Melis, bal arısı… Gözleri adının anlamını yansıtıyor olmalıydı. Bal, bal arısı… Bir de…
“Ben” dedim. “Ben Tunç.” Ortak bir yan…
Bir süre yine konuşmadık. Bu kez cesaretimi toplamış bende rahatça ona bakabiliyorum. Bu şekilde ne kadar oturduk bilmiyorum. Zaman sekteye uğramış, saatler durmuş, derin bir sessizliğin ortasında kimse rahatsız etmeyeceğim gibi hayallerde kalmıştık. Belki de ben kalmıştım.
Bu bir lütuf. Bu bir ödül. Ve bu gerçek hayatta olmayacak bir enstantane. Az sonra gözlerimi açacağım içinde bulunduğum bu hayal dünyasından soyutlanacagim ve en önemlisi de karşımda olan gerceklikten, anlamdan kopmuş olacağım. Allah’ım ölmek böyle bir şey mi? Eğer öldüysem anlatılan cennet bu olmalı. Yok sa bu cehennemim mi benim, sevdiğime erisemeyecegim.

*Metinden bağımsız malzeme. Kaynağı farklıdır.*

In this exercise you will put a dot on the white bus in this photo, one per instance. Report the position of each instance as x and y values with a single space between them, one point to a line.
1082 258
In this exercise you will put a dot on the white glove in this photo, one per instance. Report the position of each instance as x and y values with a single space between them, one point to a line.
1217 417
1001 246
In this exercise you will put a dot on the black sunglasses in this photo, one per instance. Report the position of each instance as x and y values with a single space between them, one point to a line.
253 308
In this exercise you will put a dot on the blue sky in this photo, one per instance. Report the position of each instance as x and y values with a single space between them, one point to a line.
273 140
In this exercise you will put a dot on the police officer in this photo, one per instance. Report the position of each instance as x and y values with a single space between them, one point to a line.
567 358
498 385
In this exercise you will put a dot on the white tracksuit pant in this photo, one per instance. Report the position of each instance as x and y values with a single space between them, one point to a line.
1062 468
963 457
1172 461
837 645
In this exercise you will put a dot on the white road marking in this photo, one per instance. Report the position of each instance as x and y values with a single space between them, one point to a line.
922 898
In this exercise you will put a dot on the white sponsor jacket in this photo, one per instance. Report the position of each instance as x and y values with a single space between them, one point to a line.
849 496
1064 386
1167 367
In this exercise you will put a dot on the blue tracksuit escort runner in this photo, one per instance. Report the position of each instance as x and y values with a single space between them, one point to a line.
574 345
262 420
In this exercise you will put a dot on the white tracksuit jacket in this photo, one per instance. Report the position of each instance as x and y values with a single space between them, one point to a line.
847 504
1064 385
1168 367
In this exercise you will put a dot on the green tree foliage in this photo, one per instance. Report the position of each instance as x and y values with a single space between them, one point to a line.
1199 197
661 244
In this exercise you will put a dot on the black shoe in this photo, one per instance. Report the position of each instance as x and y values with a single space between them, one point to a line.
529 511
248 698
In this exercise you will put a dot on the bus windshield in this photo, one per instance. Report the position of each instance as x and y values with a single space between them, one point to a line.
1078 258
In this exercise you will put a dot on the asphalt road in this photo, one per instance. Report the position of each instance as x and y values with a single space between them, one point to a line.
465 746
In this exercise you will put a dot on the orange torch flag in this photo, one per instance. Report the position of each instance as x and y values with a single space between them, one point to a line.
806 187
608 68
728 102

Zaman geçmiyordu. En azından ben böyle ümit ediyordum. Dört duvar arsindaydik, belki de sonuna kadar cezalandirilacagim zindanimda. Ölürsem dirilmek, yaşıyorsam ölmek, uyuyorsam uyanmak istemiyordum. Yorgun düşmüş olacak ki bana bakarken gözleri kapandı. Siyah uzun kirpikleri gönlümü ferahlatan bir yelpaze misali elmacık kemikleri üstüne düştü. Kızarmış elmacık kemikleri üzerinde siyah uzun kirpikler küçük sevimli çillerin parmakliklari olmuştu adeta. Onların yerinde olmak için neler vermezdim. Nasıl anlatabilirim?
Gönlümün ferahlığı, içinde bulunduğum rahatlık, kokusunda kendimden geçtiğim çiçek bahçesi gibiydi. Ne yalan söyleyeyim bir palmiye gölgesinde hissettiğim sessizlik ve huzuru hissettim. Her şey kuraldır ya aniden bozulur. Ani bir gümleme, ani bir patırtı duş içindeki hayalimden uyandırdı beni. O da irkildi, hatta bulunduğu yerde sıçradı. Şiddetle kapıya bir kaç yumruk indi. Bu kez birbirimizi tanımaya çalışmaktansa Peki dolu gözlerle birbirimize baktık. Rüzgarda salınan bir yaprak gibi titredi. Bende sağnak bir yağmur gibi yanına vardım. Kolumu ona doladım ve sessizliği bekledik. Gelmesini istemediğim sessizliği…
Siz ne düşünüyorsunuz?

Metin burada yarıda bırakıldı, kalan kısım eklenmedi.